Eventually, the audience can’t help be wonder whether Bennett is past redemption – or for that matter why we should care if he gets out of the massive mess that he has gotten himself into.


It doesn’t help that Wahlberg is hopelessly miscast and really doesn’t have the acting chops to give Bennett the subtle shadings that would make him seem like anything other than a complete self-absorbed asshole.


Wahlberg’s complete wrongness for the part is particularly obvious when he has to do scenes against three savvy character actors as the colorful gangsters who hold his life in the balance.  Michael Kenneth Williams, John Goodman and Alvin Ing all act circles around Wahlberg, to the point that you barely even notice that he’s on screen when he is with them.


Unfortunately the movie is hindered by William (The Departed) Monahan’s extremely verbose screenplay.  That is not to say that the writing is not periodically disarmingly intelligent and pithy, however it is to say that no one – but no one – really speaks like this.  These aren’t people having conversations, they are people dropping soliloquies upon each other.  This kind of dialogue might – just might – work on stage, but it’s distractingly stilted onscreen.

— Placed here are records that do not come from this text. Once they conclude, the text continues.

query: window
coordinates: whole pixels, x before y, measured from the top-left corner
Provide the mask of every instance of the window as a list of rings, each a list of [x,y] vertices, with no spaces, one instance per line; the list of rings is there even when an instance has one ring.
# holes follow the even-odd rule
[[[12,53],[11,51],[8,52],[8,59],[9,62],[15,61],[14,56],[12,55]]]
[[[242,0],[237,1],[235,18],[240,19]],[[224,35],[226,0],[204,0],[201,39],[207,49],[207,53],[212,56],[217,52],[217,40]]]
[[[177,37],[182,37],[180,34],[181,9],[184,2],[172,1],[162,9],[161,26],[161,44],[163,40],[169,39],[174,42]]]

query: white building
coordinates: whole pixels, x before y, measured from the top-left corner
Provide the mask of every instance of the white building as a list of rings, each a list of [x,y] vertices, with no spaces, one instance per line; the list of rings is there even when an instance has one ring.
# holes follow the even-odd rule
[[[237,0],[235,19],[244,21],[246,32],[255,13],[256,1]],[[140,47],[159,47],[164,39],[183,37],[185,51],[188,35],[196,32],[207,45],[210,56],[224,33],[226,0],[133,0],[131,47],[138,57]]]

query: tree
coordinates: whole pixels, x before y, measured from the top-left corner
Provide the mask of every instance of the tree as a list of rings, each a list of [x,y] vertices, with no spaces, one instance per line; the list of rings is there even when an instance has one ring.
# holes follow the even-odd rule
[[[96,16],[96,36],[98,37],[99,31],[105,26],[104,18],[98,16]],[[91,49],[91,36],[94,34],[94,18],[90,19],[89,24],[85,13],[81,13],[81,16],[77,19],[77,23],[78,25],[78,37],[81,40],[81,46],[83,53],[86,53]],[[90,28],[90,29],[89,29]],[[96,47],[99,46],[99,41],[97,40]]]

In the end, the new Gambler does not even have the courage to follow the original film into the true depths and misery of a gambling addiction.  In the first film, Axel Freed crashes and is left wallowing in desperation.  The new one does not exactly have a happy ending, but you could argue at least that in the end Jim Bennett sort of breaks even, leaving the audience to wonder if he has learned anything from all the drama he has needlessly put himself through.  I tend to doubt it.  And if he hasn’t learned from his mistakes and will probably be repeating them, why have we been watching him for almost two hours?